Brisbane-based Orocobre (ORL-T, ORE-A) is looking to become a significant new producer of lithium with its advanced-stage Salar de Olaroz lithium-potash brine project in northwestern Argentina. The company already has a definitive feasibility study, positive pilot-plant production tests, environmental approvals and a major Japanese partner in place, and is looking to wrap up the final few remaining loose ends over the next two quarters in the hopes of beginning production by mid-2013.
The Olaroz project, located in the “Golden Triangle” of Argentina’s Jujuy province, is scheduled to produce approximately 16,400 tonnes of battery-grade lithium carbonate and 10,000 tonnes of potash as a byproduct each year over a 40-year mine life. The U.K.-based consulting group Roskill Information Services estimated total global lithium production was 120,000 tonnes in 2010, with demand forecast to rise strongly to between 300,000 and 500,000 tonnes per year by 2025.
Argentina’s salt lakes (salars) contain some of the world’s largest reserves of lithium alongside similar regions in Chile and Bolivia. Other major suppliers of the metal include Australia and China, though those countries primarily extract it from hard-rock sources hosted in spodumene.

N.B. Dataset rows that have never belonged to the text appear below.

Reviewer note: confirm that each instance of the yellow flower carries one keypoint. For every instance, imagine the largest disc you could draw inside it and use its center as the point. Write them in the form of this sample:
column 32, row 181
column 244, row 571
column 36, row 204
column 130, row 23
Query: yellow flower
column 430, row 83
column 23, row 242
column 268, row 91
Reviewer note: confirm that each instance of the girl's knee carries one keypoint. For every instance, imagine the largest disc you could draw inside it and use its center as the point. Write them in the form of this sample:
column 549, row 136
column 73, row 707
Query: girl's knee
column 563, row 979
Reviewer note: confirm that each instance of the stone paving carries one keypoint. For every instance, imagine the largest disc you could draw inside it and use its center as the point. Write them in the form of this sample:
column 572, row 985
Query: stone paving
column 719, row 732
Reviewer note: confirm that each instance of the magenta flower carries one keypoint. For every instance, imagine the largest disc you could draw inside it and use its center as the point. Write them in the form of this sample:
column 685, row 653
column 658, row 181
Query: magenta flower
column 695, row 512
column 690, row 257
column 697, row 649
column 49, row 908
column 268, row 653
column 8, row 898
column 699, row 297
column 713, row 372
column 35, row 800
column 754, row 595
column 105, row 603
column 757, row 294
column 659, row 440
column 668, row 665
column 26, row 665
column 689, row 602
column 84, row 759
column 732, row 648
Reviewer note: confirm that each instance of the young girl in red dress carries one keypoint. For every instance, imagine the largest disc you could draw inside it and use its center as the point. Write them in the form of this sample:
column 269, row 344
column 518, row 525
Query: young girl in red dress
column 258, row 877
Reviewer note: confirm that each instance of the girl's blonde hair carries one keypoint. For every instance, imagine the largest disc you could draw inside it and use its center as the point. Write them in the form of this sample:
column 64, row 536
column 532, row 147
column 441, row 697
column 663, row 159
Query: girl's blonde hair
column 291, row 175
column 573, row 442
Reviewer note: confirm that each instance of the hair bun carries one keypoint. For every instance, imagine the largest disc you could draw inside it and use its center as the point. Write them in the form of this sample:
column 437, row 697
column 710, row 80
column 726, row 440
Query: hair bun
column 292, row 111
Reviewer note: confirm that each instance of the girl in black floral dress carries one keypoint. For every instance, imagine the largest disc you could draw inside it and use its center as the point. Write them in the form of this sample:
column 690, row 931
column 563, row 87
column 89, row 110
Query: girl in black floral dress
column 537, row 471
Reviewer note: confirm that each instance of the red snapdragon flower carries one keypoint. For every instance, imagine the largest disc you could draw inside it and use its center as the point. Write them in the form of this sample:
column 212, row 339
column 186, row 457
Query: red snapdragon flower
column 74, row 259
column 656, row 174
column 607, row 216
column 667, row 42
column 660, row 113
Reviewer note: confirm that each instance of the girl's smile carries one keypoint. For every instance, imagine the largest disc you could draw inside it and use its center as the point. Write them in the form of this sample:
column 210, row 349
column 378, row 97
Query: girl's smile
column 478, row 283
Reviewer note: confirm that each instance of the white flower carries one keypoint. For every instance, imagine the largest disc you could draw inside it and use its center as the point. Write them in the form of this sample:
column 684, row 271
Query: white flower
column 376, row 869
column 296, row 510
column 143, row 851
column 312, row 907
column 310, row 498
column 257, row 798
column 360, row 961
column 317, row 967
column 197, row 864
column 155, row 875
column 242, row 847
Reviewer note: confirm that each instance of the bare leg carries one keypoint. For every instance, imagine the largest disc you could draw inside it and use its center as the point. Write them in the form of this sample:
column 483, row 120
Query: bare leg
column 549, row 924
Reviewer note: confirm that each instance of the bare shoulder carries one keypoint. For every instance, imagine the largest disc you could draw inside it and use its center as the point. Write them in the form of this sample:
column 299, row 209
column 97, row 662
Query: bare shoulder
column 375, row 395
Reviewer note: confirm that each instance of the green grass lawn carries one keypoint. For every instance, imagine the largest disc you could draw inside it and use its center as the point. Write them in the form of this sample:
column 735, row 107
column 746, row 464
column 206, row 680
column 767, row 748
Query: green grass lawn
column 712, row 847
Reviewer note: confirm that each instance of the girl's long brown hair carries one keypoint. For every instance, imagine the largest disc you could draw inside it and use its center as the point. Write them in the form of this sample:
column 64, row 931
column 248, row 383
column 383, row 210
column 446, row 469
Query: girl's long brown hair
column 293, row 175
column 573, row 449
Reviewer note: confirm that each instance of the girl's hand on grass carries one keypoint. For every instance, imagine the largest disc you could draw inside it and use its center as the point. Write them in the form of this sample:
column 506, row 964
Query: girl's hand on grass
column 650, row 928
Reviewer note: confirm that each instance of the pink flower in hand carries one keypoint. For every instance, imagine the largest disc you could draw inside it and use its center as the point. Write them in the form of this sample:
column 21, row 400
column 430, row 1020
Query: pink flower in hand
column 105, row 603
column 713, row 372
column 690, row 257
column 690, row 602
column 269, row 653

A feasibility study released in May 2011 pegged cash operating costs for Orocobre’s Olaroz project at roughly US$1,230 per tonne of lithium carbonate after potash byproduct credits, a fairly competitive rate when compared with existing brine producers and significantly less than new hard-rock lithium projects. Capex is estimated at US$221 million.
A Closer Look at Lithium Production
Although lithium is traded internationally, the spot price for the metal is difficult to ascertain as it is not traded on the public market but rather is sold directly to end users for a negotiated price per tonne or lb. Some reports suggest the metal has fetched up to US$6,500 per tonne in recent years, though the financial statements of one of the world’s leading lithium producers, Talison Lithium (TLH-T), suggest the current price is much less. Talison produces both technical-grade (high-purity) and chemical-grade (lower-purity) lithium concentrates from its hard-rock Greenbushes mine just south of Perth. In its most recent quarter, the company received roughly US$2,200 per tonne of lithium carbonate produced (for both types combined), compared with a 12-month average of US$2,070. Operating costs for the mine came in at approximately US$1,400 per tonne last quarter.
Orocobre plans to produce lithium at Olaroz using the standard Silver Peak processing sequence, a treatment method developed for the world’s first lithium brine operation in Nevada in the 1960s. Slightly modified to suit the different climatic conditions and chemical properties unique to the Olaroz deposit, the company will use solar evaporation and precipitation of waste products with the addition of locally available lime, followed by potash recovery via differential flotation and production of lithium carbonate with soda ash. Brine will be pumped from the salar bore field into solar evaporation ponds located on the southwest margin of the salar. The bore field has been designed to initially contain 20 bores designed to produce at 10 litres per second, each with maximum depths of 200 m.
At 632 milligrams lithium and 4,930 milligrams potash per litre of brine, the Olaroz project has a relatively high-grade lithium resource currently standing at 6.4 million tonnes of lithium carbonate and 19.3 million tonnes of potash measured and indicated. An updated resource estimate for the project is expected later this year, following a program of infill auger drilling.
What remains to be done
Orocobre is now looking to obtain the final government approval required to begin construction of the mine next year. The company was all set to go ahead with the project at the end of 2010 after receiving environmental approval from the province of Jujuy, but was handed a setback in March 2011 when the provincial government issued a decree declaring lithium to be a strategic mineral resource and introducing a secondary approvals process for lithium projects in the province. Orocobre’s project is now going through this secondary process entailing an assessment by a committee of experts and then a final joint approval decision by the Minister of Production and the Secretary General of the provincial government.
Once the process is complete, the company will then look to secure financing for the mine under a January 2010 agreement with Toyota Tsusho, the metals arm of the car manufacturer Toyota. Toyota Tsusho can acquire a 25% equity interest in the joint venture at a cost based on the NPV of the project estimated in the recent feasibility study. It will also be responsible for securing a Japanese government-guaranteed low-cost loan for at least 60% of the project capex.
The feasibility study calculated the project’s after-tax net present value to be US$489 million, assuming potash is reclaimed as a byproduct, and the after-tax internal rate of return to be 56%, assuming 60% debt financing. It is important to note the study used estimated prices for lithium and potash forecast by Roskill Information Services from 2011 to 2015. The prices rise strongly over the mine life and average US$6,160 per tonne for lithium carbonate and US$592 per tonne for potash.
Earlier this year, Orocobre announced it had successfully produced battery-grade specification lithium carbonate from Olaroz brines at its pilot plant facilities located on site. Its analysis showed the material to be of greater-than-99.9% purity and to exceed specifications of battery-grade material sold by existing producers.
The company’s share price has fallen dramatically this year and, at $1.36, now sits slightly up from its 52-week low of 93¢ but well down from its 52-week high of $4. It has 103 million shares outstanding and had $38 million in the till as of June 30, 2011.